# Asiatic Lily.. for Terryo



## Redfoot NERD (Jun 2, 2012)

There are different shades of yellow.. pink.. and red.... and then these!

Full sun -







Mostly shaded -











What color is this?


----------



## wellington (Jun 2, 2012)

Those are beautiful. Looks to be eggplant color


----------



## pam (Jun 2, 2012)

Looks maroon and white to me  very beautiful


----------



## Jacqui (Jun 2, 2012)

I haven't saw this variety before. Do you recall it's name?


----------



## Jacob (Jun 2, 2012)

This is a beauty, do you recall what the name was?


----------



## Momof4 (Jun 2, 2012)

Beautiful!


----------



## terryo (Jun 2, 2012)

Wow! I've never seen one like that. Are they yours? I only have the yellow ones.


----------



## Redfoot NERD (Jun 2, 2012)

terryo said:


> Wow! I've never seen one like that. Are they yours?
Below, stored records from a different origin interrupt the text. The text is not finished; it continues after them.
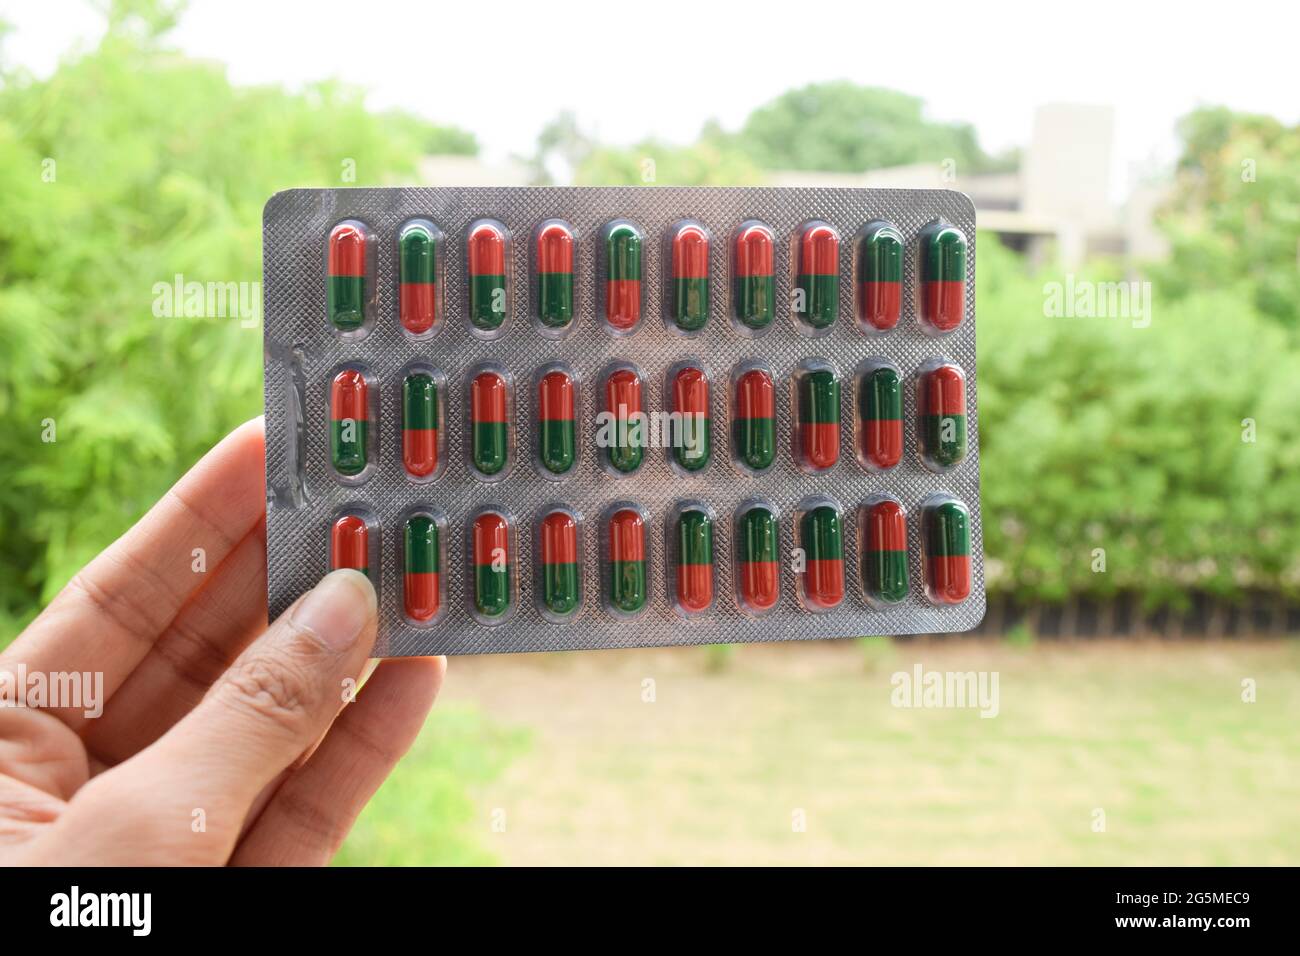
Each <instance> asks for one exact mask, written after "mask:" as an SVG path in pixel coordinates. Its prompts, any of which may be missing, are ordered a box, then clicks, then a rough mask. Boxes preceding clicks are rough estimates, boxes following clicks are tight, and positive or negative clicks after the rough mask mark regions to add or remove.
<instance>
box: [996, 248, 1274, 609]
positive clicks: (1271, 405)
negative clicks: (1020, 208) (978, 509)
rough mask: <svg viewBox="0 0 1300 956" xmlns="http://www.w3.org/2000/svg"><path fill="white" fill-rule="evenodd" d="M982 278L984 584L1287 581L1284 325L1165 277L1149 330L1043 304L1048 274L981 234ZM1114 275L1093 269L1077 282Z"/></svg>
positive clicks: (1168, 582)
mask: <svg viewBox="0 0 1300 956" xmlns="http://www.w3.org/2000/svg"><path fill="white" fill-rule="evenodd" d="M976 278H978V286H979V289H978V295H976V300H978V303H979V306H978V308H979V328H980V341H979V346H980V355H979V362H980V364H979V382H978V385H979V407H980V466H982V468H980V477H982V499H983V509H984V532H985V538H984V548H985V551H987V554H988V559H989V576H991V583H992V585H993V588H995V589H996V591H1006V592H1011V593H1014V594H1017V596H1018V597H1022V598H1028V600H1062V598H1065V597H1069V596H1070V594H1080V593H1087V594H1096V596H1110V594H1114V593H1117V592H1130V593H1139V594H1143V596H1144V597H1145V598H1147V600H1148V601H1149V602H1151V604H1165V602H1182V601H1184V600H1186V594H1187V593H1188V592H1190V591H1203V592H1209V593H1216V594H1221V596H1236V594H1240V593H1242V591H1243V589H1247V588H1258V589H1268V591H1281V592H1288V593H1295V592H1296V589H1297V581H1300V419H1297V418H1296V415H1295V382H1297V381H1300V349H1297V347H1296V345H1295V342H1294V341H1291V338H1290V337H1288V334H1287V333H1286V330H1283V329H1281V328H1278V325H1277V324H1275V323H1273V321H1270V320H1269V319H1268V317H1265V316H1262V315H1261V313H1260V312H1257V311H1255V310H1253V308H1252V307H1251V306H1249V303H1248V302H1243V300H1242V299H1240V298H1239V297H1238V295H1236V294H1235V293H1234V291H1231V290H1212V291H1196V293H1192V294H1188V295H1180V297H1169V295H1166V294H1165V289H1164V286H1156V289H1154V294H1153V304H1152V319H1151V324H1149V326H1147V328H1134V324H1132V323H1131V321H1128V320H1123V319H1066V317H1050V316H1048V315H1045V310H1044V299H1045V298H1047V294H1048V291H1049V290H1048V289H1047V287H1045V284H1044V280H1045V278H1048V280H1050V278H1058V277H1050V276H1031V274H1030V273H1027V272H1026V271H1024V268H1023V267H1022V264H1021V263H1019V261H1018V260H1017V259H1015V258H1014V256H1013V255H1011V254H1010V252H1009V251H1006V250H1005V248H1002V247H1001V246H1000V245H998V243H997V241H996V239H995V238H993V237H992V235H980V238H979V269H978V273H976ZM1115 278H1119V276H1118V274H1112V273H1110V272H1108V271H1106V269H1105V267H1104V265H1095V267H1092V268H1091V269H1089V271H1088V272H1087V274H1083V276H1078V277H1076V281H1110V280H1115ZM1096 549H1102V551H1104V554H1099V553H1096ZM1099 558H1101V559H1102V561H1104V567H1105V571H1104V572H1099V564H1097V559H1099Z"/></svg>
I only have the yellow ones.



If they aren't mine... I always say so upfront!

Give me a few and I'll show you lousy pics of the other colors!


----------



## Sheviper1 (Jun 3, 2012)

Home Depot and Lowes had a wide variety of colors this year. I bought one like the one shown here as well as yellow, deep pink, orange, white and blood red.


----------